Carried out between 5 and 12 October and involving police, customs and national medicines regulators with support from Internet Service Providers (ISPs), payment systems providers and delivery services, the global operation targeted the three main components abused in the illegal website trade: the Internet Service Provider (ISP), the electronic payment system and the delivery service.

"Through a multi-sector operation involving law enforcement and health, INTERPOL's key objective in Operation Pangea III was to alert and protect members of the public by assisting our 188 member countries shut down illegal pharmaceutical websites, chase money flows and backtrack to the sources behind these illicit pharmaceutical products which represent such a threat to the health of the public," said Secretary General Ronald K. Noble, pointing to the importance of key international partnership involving INTERPOL and international bodies such as the World Health Organization and the World Customs Organization.

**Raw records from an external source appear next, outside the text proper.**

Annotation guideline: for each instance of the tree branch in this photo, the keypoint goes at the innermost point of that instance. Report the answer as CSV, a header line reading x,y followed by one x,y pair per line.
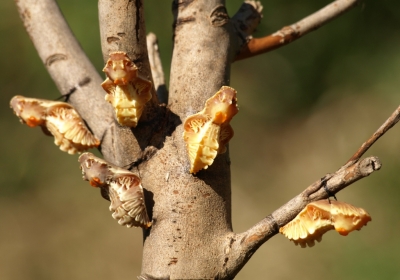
x,y
67,64
156,68
122,28
243,245
247,19
291,33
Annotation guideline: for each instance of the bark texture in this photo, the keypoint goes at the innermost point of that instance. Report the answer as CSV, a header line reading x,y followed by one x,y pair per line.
x,y
191,236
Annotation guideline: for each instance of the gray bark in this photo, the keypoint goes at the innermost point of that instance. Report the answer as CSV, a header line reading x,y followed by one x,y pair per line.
x,y
191,236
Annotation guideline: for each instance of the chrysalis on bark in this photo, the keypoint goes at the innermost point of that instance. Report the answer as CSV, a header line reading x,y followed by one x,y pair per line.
x,y
321,216
122,187
126,90
58,119
207,132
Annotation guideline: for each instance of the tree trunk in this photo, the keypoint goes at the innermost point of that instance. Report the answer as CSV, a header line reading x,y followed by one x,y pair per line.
x,y
191,235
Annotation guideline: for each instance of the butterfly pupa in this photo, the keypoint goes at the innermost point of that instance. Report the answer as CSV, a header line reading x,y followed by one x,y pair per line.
x,y
321,216
122,187
126,90
207,133
56,118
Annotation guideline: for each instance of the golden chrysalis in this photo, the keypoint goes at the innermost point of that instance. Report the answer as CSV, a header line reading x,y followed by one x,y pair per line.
x,y
56,118
126,90
207,132
122,187
321,216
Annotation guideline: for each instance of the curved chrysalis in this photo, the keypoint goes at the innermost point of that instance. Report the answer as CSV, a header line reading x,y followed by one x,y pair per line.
x,y
321,216
126,90
207,132
58,119
122,187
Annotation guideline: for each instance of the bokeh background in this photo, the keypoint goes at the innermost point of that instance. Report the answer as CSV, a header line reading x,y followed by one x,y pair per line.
x,y
304,110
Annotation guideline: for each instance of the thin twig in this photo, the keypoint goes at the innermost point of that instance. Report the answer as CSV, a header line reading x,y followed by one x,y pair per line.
x,y
388,124
243,245
247,19
290,33
66,62
156,68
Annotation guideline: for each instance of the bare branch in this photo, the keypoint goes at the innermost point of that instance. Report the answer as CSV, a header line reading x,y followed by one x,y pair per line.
x,y
245,244
156,68
67,64
247,19
291,33
122,28
389,123
242,246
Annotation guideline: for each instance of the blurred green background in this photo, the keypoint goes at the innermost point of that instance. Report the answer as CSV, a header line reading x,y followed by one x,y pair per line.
x,y
304,110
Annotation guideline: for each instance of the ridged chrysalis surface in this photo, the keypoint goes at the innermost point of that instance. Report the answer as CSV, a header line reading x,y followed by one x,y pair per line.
x,y
56,118
321,216
126,90
122,187
207,132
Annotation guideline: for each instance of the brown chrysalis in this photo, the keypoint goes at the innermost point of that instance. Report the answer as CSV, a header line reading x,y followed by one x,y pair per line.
x,y
56,118
126,90
122,187
207,132
321,216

"While this international operation, the third of its kind, shows that criminals attempting to use the Internet as an anonymous safe haven are not safe any more, we hope that that by raising public awareness about the dangers of illegal Internet pharmacies, consumers will exercise greater care when purchasing medicines online," added Mr Noble.

During the operation which saw the 45 participating countries send intelligence to a dedicated operations centre at INTERPOL's General Secretariat headquarters in Lyon, Internet monitoring revealed 694 websites engaged in illegal activity, 290 of which have now been shut down. In addition, some 268,000 packages were inspected by regulators and customs, almost 11,000 packages were seized and just over 1 million illicit and counterfeit pills were confiscated - including antibiotics, steroids, anti-cancer, anti-depression and anti-epileptic pills, as well as slimming or food supplement pills. Some 76 individuals are currently under investigation or under arrest for a range of offences, including illegally selling and supplying unlicensed or prescription-only medicines.

With the value of the seized illicit and counterfeit pills put at USD 2.6 million, and with this year's operation involving 20 more countries than in the previous such operation in 2009, the head of INTERPOL praised the efforts of the parties involved.

"INTERPOL commends the police, customs and regulatory officials in the 45 participating countries, as well as key partner international organizations such as the World Customs Organization, whose efforts and commitment have made Operation Pangea III a model of international co-operation," concluded the head of INTERPOL.

Associated with Operation Pangea III, and as part of the world police body's general public alert service, INTERPOL has posted a series of "Don't Be Your Own Killer" videos on YouTube highlighting the dangers of illegal Internet pharmacies.